For m,n,p belong to Z, suppose that 5 divides m^2+n^2+p^2. Prove that 5 divides at least one of {m,n,p}. (i.e. Prove if m^2+n^2+p^2 is congruent to 0 mod 5, then m is congruent to 0 mod 5, n is congruent to 0 mod 5 or p is congruent to 0 mod 5.)
For m,n,p belong to Z, suppose that 5 divides m^2+n^2+p^2. Prove that 5 divides at least one of {m,n,p}. (i.e. Prove if m^2+n^2+p^2 is congruent to 0 mod 5, then m is congruent to 0 mod 5, n is congruent to 0 mod 5 or p is congruent to 0 mod 5.)
I don't really get how this would help with the proof.
I did like this:
Assume none of {m,n,p} is divisible by 5. This implies that none of {m^2,n^2,p^2} is divisible by 5, i.e.
m^2 ≢ 0 mod 5
n^2 ≢ 0 mod 5
p^2 ≢ 0 mod 5
m^2 + n^2 + p^2 ≢ 0 mod 5 which leads to a contradiction => one of {m,n,p} must be divisible by 5.
Is this a valid proof?
My browser does not show any symbol between "m^2" and "0 mod 5". I assume you mean m^2 is not congruent to 0 modulo 5. It is not clear why you conclude that m^2 + n^2 + p^2 is not congruent to 0. For example, if m^2 = 3 and n^2 = p^2 = 1 mod 5, then m^2 + n^2 + p^2 = 0 mod 5. The problem is that m^2 can't be 3 mod 5.
I also suggested proving this fact by contradiction and finding all possible values of m^2 mod 5. Then see if three such values can add up to zero.
No. Maybe $\displaystyle m^2 \equiv n^2 \equiv 2$ and $\displaystyle p^2 \equiv 1$ (mod 5).

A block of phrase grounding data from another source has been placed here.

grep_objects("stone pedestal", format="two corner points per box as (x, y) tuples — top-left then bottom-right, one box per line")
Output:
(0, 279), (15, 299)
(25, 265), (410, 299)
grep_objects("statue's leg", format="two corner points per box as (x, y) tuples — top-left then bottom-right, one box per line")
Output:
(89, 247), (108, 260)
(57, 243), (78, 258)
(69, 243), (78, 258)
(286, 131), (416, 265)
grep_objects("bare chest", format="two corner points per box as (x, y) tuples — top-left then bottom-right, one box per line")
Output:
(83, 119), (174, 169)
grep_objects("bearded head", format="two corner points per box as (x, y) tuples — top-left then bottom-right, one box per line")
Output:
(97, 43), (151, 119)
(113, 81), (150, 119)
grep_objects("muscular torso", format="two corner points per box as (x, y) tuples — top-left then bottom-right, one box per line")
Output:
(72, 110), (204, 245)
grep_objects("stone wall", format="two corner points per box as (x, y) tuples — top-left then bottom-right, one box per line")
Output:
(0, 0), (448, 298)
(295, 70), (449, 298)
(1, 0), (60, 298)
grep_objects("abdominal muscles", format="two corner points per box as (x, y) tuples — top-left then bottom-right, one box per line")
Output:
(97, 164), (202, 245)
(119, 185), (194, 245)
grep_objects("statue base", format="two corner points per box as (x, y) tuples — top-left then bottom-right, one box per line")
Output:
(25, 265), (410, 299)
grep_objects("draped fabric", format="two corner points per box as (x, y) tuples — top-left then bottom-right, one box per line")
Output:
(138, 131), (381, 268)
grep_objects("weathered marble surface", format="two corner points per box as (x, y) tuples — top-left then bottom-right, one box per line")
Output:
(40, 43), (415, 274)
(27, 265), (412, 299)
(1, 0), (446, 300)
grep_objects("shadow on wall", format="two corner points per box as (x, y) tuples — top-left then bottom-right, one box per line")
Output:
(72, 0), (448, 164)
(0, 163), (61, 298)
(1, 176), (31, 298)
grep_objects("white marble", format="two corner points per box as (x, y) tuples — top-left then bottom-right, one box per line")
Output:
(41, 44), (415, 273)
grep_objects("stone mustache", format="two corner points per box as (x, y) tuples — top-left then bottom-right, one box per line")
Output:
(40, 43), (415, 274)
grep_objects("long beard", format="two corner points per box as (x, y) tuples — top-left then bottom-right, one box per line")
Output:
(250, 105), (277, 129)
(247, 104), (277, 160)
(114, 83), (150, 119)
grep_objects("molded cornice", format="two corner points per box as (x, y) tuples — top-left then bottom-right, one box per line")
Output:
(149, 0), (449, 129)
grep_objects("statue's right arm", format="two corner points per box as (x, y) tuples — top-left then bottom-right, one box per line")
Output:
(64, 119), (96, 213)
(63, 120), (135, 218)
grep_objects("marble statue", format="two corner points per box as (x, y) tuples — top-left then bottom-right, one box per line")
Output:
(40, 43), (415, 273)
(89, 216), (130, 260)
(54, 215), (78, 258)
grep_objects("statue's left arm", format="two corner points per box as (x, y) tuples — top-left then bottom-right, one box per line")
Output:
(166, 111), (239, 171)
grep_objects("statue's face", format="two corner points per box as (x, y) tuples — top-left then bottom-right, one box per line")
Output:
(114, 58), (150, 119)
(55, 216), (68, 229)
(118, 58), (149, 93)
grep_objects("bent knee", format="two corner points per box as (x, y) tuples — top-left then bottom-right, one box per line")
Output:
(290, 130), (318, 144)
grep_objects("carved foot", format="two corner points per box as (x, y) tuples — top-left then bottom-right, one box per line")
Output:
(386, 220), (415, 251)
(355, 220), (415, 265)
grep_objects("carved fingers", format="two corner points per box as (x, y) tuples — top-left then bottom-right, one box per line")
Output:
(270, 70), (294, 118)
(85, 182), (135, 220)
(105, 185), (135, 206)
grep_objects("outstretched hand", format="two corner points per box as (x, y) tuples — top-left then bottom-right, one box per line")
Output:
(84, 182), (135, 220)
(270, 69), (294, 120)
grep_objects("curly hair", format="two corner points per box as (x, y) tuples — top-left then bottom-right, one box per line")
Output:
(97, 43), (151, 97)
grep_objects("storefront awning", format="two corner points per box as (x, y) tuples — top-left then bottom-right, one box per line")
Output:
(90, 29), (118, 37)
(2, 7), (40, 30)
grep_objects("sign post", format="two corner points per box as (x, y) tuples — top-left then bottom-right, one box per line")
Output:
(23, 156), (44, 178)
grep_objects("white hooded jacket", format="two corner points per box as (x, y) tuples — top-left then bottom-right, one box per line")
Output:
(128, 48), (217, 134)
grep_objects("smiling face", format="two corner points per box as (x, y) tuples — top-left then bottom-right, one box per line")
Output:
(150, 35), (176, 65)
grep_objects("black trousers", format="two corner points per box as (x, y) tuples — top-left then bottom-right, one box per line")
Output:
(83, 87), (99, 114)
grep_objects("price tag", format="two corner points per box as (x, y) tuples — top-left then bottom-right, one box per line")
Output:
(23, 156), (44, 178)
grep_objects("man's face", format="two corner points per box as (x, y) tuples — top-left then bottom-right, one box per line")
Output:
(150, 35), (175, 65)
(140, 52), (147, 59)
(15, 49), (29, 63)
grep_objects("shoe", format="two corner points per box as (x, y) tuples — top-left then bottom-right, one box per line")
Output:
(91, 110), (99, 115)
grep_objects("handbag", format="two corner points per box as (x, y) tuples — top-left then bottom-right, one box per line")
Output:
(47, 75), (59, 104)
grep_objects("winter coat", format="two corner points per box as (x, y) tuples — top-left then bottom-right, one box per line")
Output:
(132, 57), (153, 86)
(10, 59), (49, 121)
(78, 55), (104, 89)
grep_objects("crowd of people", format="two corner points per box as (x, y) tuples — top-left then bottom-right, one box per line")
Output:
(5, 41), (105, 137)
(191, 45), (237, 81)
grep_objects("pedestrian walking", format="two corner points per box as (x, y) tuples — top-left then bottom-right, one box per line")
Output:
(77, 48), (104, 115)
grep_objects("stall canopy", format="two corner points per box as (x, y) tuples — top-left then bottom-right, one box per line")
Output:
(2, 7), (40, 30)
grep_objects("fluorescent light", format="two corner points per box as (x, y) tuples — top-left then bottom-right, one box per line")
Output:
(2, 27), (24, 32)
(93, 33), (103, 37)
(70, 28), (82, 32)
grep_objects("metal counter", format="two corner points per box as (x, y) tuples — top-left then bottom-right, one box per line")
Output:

Suppose m,n,p are not 0 (mod 5). Modulo 5
$\displaystyle 1^2 \equiv 1$
$\displaystyle 2^2 \equiv 4$
$\displaystyle 3^2 \equiv 4$
$\displaystyle 4^2 \equiv 1$
It is impossible to have three such squares add up to 0 (mod 5). Therefore at least one of m,n,p is congruent to 0 (mod 5).